The alternative proposal by User:Micru (David Cuenca) and User:Francis Tyers and served as a reaction to the first one and was announced on July 1, 2013. It is based on the introduction of two new entity types (defined meaning, bond) and one new data type (a paradigm).

One of the main differences to the initial is the splitting between expressions and their senses – while in the initial proposal, all senses of one expression are collectively listed on one page, in the alternative proposal, there will be one page per sense. Following a similar terminology, these senses will be language-dependent as well (that is: “Berliner (German) – person from Berlin” will be a different entity than “Berliner (English) – person from Berlin”). What is referred to as sense in the initial proposal is called defined expression in this proposal, similar to the terminology in OmegaWiki although not quite the same, as the OmegaWiki-DM is based on a translatable definition, while in this proposal, the defined expression can have its own definition in each language.

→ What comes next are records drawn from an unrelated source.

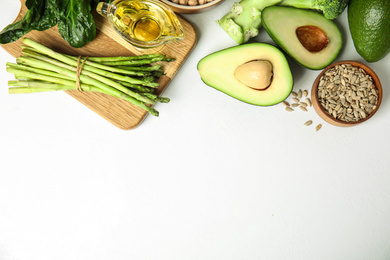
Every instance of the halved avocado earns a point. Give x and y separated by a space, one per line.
255 73
305 35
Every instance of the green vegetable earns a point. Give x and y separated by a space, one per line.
75 22
42 69
74 19
243 21
331 9
369 24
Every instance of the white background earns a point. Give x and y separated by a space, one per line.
211 178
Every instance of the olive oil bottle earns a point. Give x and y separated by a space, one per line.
143 23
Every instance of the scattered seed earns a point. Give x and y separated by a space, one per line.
299 94
308 102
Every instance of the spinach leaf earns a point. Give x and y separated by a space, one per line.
74 19
75 22
39 16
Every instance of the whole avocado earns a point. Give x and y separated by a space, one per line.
369 23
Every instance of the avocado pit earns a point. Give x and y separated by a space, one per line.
256 74
312 38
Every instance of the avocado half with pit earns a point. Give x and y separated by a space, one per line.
255 73
305 35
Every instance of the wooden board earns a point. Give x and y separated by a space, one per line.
108 43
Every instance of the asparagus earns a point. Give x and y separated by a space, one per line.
42 69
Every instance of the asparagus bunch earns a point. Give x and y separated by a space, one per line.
132 78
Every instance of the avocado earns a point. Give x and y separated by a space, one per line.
255 73
305 35
369 24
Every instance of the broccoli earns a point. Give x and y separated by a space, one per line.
331 9
243 21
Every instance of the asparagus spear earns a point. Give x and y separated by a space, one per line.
42 69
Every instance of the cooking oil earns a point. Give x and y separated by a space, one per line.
144 23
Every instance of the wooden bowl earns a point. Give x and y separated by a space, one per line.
331 119
187 9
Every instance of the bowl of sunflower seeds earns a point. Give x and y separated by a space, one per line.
346 93
191 6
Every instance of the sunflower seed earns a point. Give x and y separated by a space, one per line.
347 93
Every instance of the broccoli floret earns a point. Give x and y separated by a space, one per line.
331 9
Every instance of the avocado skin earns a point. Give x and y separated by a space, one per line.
217 71
369 23
288 19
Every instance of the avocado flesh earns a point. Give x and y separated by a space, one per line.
281 23
217 71
369 23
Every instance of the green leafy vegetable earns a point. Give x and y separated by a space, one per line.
74 19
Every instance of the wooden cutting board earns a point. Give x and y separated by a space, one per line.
108 43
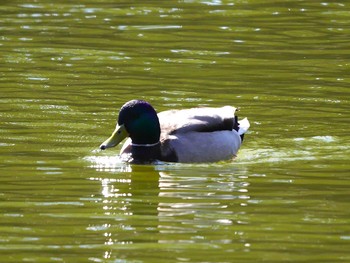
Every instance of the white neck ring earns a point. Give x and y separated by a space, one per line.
145 145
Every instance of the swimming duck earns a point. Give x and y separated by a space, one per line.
193 135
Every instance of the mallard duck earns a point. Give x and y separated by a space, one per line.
188 135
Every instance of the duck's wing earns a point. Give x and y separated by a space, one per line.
197 120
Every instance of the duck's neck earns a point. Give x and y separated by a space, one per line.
145 153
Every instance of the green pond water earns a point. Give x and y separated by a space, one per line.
66 68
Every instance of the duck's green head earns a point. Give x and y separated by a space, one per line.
137 120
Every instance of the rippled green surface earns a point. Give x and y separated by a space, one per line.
66 69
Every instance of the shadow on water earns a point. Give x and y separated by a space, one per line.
171 205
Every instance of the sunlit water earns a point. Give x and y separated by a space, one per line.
68 67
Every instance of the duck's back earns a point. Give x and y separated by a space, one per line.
199 134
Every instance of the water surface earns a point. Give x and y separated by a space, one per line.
68 67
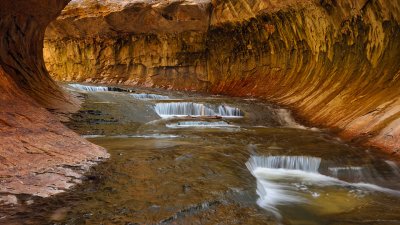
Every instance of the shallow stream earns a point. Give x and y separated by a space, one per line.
179 158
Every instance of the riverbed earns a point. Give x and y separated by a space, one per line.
185 158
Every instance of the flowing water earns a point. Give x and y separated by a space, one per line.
180 158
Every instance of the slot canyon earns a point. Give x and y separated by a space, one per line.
199 112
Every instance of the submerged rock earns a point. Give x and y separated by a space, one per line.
38 154
334 62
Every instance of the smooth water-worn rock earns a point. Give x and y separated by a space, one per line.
38 154
334 62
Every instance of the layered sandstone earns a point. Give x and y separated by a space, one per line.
38 155
334 62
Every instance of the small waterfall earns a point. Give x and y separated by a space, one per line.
194 109
183 109
305 163
349 171
288 180
228 111
89 88
145 96
183 124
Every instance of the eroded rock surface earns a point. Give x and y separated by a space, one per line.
334 62
38 154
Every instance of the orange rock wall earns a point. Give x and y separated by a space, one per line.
36 149
334 62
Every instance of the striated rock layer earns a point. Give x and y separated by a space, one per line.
38 155
335 62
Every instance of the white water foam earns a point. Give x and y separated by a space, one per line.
352 170
200 124
228 111
145 96
180 109
285 180
89 88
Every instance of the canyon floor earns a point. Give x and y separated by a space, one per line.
184 158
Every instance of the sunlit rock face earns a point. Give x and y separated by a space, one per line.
334 62
36 150
151 43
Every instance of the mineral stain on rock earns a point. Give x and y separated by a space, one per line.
333 62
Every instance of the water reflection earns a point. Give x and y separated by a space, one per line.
197 174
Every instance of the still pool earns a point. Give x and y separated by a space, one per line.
179 158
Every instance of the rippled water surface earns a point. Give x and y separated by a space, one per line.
234 161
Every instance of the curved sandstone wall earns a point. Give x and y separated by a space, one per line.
335 62
36 150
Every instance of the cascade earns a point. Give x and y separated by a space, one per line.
183 109
145 96
228 111
183 124
89 88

The second new entity type, a bond shall replace property-links to some extent, representing certain statements as results to automatic searches, thus partly being built automatically. This will happen whenever an automatic search/inference allows it. Examples could be the automatic linking of exact translations or exact synonymy. Since there are certain difficulties associated with these kinds of inferences (semantic drifts etc.), a differentiation between strong (for example exact meronymy) and weak links (for example near-synonymy) is proposed in order to handle these phenomena better. Paradigms are language-dependent sets of rules to automatically generate derived forms. In this proposal, those shall serve as aliases to the base form of the defined expression (and optionally be stored as “inflected forms”).

Third Proposal

Fig. 7: Example entries "Hamburger", Third Proposal
Fig. 8: Example entry third proposal

The third proposal emerged predominantly out of discussions about the initial and the alternative one. It was put forward on August 2, 2013 by Denny Vrandečić. This proposal uses a slightly different terminology which is introduced below. The terms sense and gloss, however, are defined the same way as in the terminology.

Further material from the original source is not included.